Both Edward and Pioneer Memorial Healthcare District CEO Larry Lewis said response to the vaccine has been positive.
“The reaction has been good,” Lewis said.
As of Sunday, the Imperial County Public Health Department’s dashboard reported 1,870 active COVID-19 cases with 205 hospitalizations. There were 42 COVID patients in intensive care.
Since the start of the pandemic in March, there have been 21,241 confirmed local cases and 406 deaths attributed to the disease. The vast majority of those deaths, 385, have been persons older than 50. No one younger than 20 has died from the disease locally.
The peak distribution of positive cases in Imperial County is among persons in the 20-to-29 and 30-to-39 age brackets, with 3,896 and 3,986 cases, respectively. However, those two age groups account for only eight deaths. By comparison, the 60-to-69 and 70-to-79 brackets, with 2,134 and 1,063 cases, respectively, have accounted for 192 COVID deaths in the county.

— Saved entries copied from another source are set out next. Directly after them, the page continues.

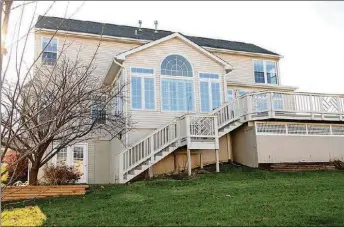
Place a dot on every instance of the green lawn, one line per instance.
(236, 196)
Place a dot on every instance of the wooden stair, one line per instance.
(298, 167)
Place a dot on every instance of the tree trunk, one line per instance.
(33, 176)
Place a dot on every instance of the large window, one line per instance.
(230, 95)
(99, 109)
(49, 51)
(209, 91)
(177, 95)
(142, 89)
(176, 65)
(177, 89)
(265, 72)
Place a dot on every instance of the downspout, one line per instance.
(126, 140)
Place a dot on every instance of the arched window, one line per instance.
(176, 65)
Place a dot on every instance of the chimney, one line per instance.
(140, 25)
(156, 26)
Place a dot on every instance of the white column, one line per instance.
(201, 160)
(150, 172)
(189, 161)
(217, 160)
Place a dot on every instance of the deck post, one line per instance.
(120, 168)
(217, 160)
(201, 160)
(189, 161)
(150, 172)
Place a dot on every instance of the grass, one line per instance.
(237, 196)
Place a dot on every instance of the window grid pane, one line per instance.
(205, 105)
(49, 48)
(177, 95)
(149, 93)
(136, 93)
(271, 74)
(215, 95)
(176, 65)
(229, 95)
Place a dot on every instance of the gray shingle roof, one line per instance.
(146, 33)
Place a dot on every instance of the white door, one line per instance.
(75, 156)
(79, 160)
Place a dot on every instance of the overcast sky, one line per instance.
(310, 35)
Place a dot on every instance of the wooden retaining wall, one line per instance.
(32, 192)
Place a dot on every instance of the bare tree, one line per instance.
(47, 106)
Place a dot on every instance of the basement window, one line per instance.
(265, 72)
(49, 51)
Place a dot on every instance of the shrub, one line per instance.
(16, 171)
(5, 176)
(60, 175)
(338, 164)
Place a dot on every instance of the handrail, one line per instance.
(149, 135)
(247, 107)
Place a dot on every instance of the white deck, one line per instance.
(202, 131)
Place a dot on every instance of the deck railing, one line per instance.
(253, 106)
(145, 149)
(281, 105)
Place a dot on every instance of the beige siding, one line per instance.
(177, 161)
(243, 67)
(152, 58)
(105, 54)
(244, 146)
(116, 146)
(289, 149)
(91, 163)
(102, 162)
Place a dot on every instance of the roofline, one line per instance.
(122, 56)
(229, 51)
(83, 34)
(144, 41)
(266, 86)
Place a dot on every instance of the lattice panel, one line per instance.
(330, 104)
(271, 128)
(338, 130)
(202, 126)
(319, 130)
(260, 102)
(297, 129)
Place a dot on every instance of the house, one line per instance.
(195, 101)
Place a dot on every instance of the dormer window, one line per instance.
(265, 72)
(49, 51)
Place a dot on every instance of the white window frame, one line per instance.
(142, 76)
(43, 51)
(209, 80)
(106, 110)
(265, 72)
(192, 78)
(178, 78)
(69, 157)
(233, 94)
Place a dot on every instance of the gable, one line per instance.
(153, 56)
(123, 56)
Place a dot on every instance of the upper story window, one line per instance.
(142, 89)
(99, 110)
(230, 95)
(210, 93)
(265, 72)
(176, 65)
(177, 85)
(241, 92)
(49, 51)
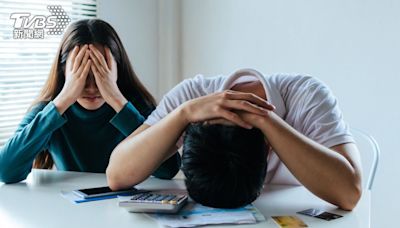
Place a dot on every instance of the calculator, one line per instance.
(153, 202)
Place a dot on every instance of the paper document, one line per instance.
(197, 215)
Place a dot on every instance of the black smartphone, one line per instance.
(101, 191)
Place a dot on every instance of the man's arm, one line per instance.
(139, 155)
(333, 174)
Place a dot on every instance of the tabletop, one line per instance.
(37, 202)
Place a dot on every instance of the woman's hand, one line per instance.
(225, 105)
(106, 75)
(76, 71)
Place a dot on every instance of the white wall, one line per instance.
(353, 46)
(136, 22)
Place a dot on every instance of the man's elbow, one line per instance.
(7, 177)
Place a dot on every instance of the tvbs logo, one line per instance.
(27, 26)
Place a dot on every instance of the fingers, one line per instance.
(83, 63)
(71, 57)
(233, 95)
(86, 69)
(234, 118)
(78, 58)
(219, 121)
(109, 58)
(100, 58)
(99, 68)
(245, 106)
(95, 72)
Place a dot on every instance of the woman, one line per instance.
(298, 116)
(90, 102)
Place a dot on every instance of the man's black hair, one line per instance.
(225, 166)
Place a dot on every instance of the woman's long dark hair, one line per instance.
(92, 31)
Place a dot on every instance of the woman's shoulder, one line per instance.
(37, 107)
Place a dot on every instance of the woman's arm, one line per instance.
(135, 158)
(333, 174)
(31, 137)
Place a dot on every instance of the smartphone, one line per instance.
(88, 193)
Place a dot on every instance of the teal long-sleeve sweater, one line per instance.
(79, 140)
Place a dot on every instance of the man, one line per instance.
(298, 115)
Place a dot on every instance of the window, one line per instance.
(25, 62)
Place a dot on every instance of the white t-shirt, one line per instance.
(303, 102)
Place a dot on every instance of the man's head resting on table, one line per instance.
(224, 165)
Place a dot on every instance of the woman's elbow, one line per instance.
(350, 199)
(114, 179)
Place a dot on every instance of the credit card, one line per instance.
(289, 221)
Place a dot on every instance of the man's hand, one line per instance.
(225, 105)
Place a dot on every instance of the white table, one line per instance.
(37, 202)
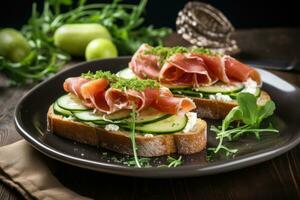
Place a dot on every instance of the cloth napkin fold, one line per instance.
(25, 169)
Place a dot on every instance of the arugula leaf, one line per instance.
(247, 105)
(249, 116)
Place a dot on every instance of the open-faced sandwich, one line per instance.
(129, 116)
(213, 81)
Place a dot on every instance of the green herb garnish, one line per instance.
(122, 83)
(249, 116)
(101, 74)
(164, 53)
(132, 136)
(172, 162)
(135, 84)
(202, 51)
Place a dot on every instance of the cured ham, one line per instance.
(93, 93)
(186, 69)
(239, 71)
(143, 64)
(191, 68)
(118, 99)
(99, 95)
(172, 105)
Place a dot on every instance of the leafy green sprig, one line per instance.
(132, 137)
(248, 116)
(124, 21)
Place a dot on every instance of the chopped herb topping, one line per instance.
(122, 83)
(135, 84)
(202, 51)
(164, 53)
(100, 74)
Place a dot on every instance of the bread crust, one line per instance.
(213, 109)
(119, 141)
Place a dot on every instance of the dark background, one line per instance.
(242, 13)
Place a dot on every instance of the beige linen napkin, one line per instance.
(25, 169)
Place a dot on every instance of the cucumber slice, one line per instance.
(172, 124)
(71, 102)
(88, 116)
(257, 93)
(119, 115)
(176, 86)
(188, 92)
(60, 111)
(126, 73)
(220, 87)
(149, 115)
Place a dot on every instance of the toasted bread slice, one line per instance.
(213, 109)
(119, 141)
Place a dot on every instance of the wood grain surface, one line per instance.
(278, 178)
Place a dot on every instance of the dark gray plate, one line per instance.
(30, 119)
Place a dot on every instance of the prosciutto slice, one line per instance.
(118, 99)
(172, 105)
(191, 69)
(239, 71)
(186, 69)
(145, 65)
(97, 94)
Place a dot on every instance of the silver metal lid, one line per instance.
(204, 26)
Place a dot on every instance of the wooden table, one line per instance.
(278, 178)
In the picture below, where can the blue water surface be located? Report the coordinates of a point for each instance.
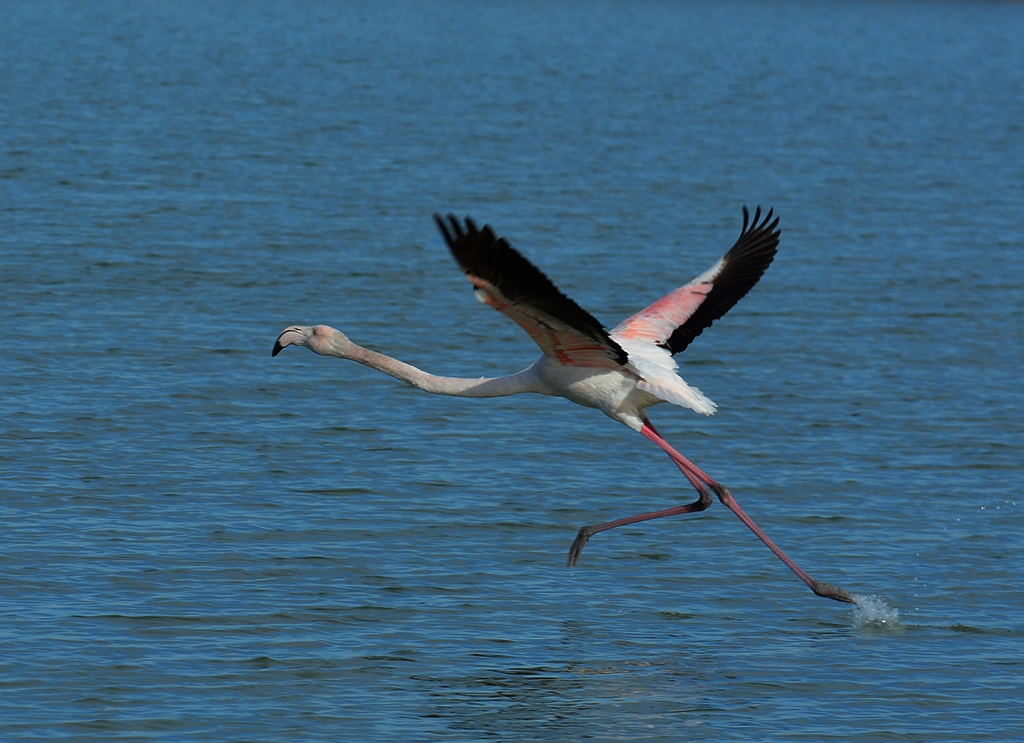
(201, 542)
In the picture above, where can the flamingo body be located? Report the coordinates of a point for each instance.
(622, 373)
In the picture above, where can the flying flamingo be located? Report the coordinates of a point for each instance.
(622, 373)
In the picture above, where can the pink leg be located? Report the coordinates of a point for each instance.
(701, 482)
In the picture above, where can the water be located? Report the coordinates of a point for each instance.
(201, 542)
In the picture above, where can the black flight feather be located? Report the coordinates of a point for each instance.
(482, 254)
(743, 265)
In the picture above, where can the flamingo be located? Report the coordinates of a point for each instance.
(622, 372)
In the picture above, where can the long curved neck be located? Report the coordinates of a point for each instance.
(525, 381)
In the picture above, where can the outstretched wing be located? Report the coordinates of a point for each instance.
(677, 318)
(507, 281)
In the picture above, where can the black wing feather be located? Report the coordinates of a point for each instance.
(743, 265)
(482, 254)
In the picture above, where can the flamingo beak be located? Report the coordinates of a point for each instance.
(291, 337)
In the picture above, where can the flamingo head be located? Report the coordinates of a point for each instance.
(320, 339)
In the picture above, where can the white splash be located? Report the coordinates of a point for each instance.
(872, 611)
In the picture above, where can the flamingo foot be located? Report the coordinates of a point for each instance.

State officials estimate vaccines for the general public could be available as early as spring 2021.
Both the Pfizer and Moderna vaccines are messenger RNA (mRNA) vaccines. mRNA vaccines are a new type of protection against infectious diseases, according to the CDPH website. While many vaccines put a weakened or inactivated virus in the body to trigger an immune response, an mRNA vaccine teaches cells how to make a protein — or part of a protein — that triggers an immune response in the body.
The vaccines are administered in two doses about three weeks apart. Both vaccines have performed well in initial trials — each posting about a 95 percent effective rate.